One of the key objectives for developing coastDat was to derive a consistent and mostly homogeneous database for assessing marine weather statistics and long-term changes. Here, homogeneity refers to a data set which is free from effects caused by changes in instrumentation or measurement techniques. The latter is particularly important when long-term changes are considered. As an example, Figure 1 shows wind speed measurement obtained from two different data sources around the same place in the North Pacific. Both time series are expected to carry the same information. However, while one of the data set shows a long-term change in wind speed, the other does not. Obviously, at least one of the data sets is corrupted by changes in the way the observations have been made and is thus not homogeneous.

Figure 1: Annual mean wind speed anomalies in the North Pacific in the area of ocean weather ship P derived from the ICOADS data (light grey) and from measurements aboard ocean weather ship P (dark grey). Graph: Hereon/ Hans-Jörg Isemer

In coastDat techniques developed in atmospheric sciences are used to project the state of the coastal system as known from a finite set of imperfect, irregularly distributed observations onto a regular grid. Procedures are kept fixed over the periods for which the analyses are performed, making the gridded data as consistent and temporally homogeneous as possible.

Figure 2: Pressure derived storm indices for Northern Europe derived from observations (blue lines) and from the coastDat database (black lines). Graph: Hereon/ Oliver Krüger

Over the oceans, only a few homogeneous long-term data sets are available to demonstrate the homogeneity of the coastDat record.
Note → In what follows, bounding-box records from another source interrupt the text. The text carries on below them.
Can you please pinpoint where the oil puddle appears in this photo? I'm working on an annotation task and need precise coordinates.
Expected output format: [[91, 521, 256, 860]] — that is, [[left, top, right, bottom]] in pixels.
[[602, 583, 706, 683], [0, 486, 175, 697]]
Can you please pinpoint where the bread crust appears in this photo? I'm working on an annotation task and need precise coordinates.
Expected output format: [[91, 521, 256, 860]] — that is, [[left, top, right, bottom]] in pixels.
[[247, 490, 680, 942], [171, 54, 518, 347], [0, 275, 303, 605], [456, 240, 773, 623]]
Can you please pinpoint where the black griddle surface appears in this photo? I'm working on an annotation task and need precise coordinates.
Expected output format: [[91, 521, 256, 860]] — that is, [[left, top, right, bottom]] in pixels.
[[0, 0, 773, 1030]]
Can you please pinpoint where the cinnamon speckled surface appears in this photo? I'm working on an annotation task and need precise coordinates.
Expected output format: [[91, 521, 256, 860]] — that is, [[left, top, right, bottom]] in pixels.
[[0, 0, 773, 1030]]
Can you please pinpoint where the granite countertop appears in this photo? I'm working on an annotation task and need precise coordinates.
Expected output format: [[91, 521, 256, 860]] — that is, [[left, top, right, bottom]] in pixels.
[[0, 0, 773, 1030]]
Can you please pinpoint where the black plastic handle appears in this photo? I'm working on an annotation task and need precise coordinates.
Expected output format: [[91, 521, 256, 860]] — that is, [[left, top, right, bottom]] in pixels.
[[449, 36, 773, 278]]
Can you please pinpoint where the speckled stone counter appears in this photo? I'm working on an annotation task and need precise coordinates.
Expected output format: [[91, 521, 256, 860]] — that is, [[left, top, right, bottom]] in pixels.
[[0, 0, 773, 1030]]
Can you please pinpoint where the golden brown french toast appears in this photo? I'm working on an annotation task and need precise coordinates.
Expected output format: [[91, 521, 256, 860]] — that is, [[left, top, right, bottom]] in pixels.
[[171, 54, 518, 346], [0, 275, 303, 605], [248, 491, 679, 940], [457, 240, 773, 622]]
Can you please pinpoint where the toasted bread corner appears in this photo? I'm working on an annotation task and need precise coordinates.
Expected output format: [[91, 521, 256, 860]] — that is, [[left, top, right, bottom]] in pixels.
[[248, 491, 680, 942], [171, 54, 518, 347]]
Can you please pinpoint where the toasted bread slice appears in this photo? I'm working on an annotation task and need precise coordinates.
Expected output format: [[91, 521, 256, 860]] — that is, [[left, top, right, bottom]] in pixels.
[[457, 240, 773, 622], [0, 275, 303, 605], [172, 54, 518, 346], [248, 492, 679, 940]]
An example is shown in Figure 2 in which a proxy for storm activity in Northern Europe derived from pressure observations is compared with the same index derived from the coastDat database. While based on pressure observations, the index is considered to be mostly homogeneous as pressure measurements have hardly changed in the course of time and are less affected by small scale changes in the surrounding of the measurement site. Figure 2 illustrates that the qualitative features of long-term changes in storm activity are reasonably covered by the coastDat data, in particular the minimum storm activity around 1960, the subsequent increase until the mid-1990s, and the following decrease.

Figure 3: Near-surface marine wind speed at platform K13 in the southern North Sea derived from observations and from the coastDat database. Graph: Hereon/Ralf Weisse

Particular care was taken in analysing the extent to which extreme events are represented by coastDat. As the main emphasis was on reproducing observed weather statistics, individual events may or may not be reasonably reproduced in the coastDat database. Figure 3 illustrates an example for near-surface marine wind speed. While in general there is good agreement when coastDat wind speeds are compared with observations, some extreme events may be over- or underestimated (see events around 1 March) while others are reasonably reproduced (for example between 16 February and 1 March).

Figure 4: Return levels of extreme near-surface marine wind speeds at K13 in the southern North Sea derived from observations (red) and from the coastDat database (blue). Graph: Hereon/ Ralf Weisse

Moreover, Figure 4 displays results on extreme value statistics showing that the observed values are usually reproduced within error bounds. This suggests that coastDat is not necessarily a good database to investigate a given observed extreme event in more detail, but is generally more suited for studying the statistics of such events and their potential long-term changes.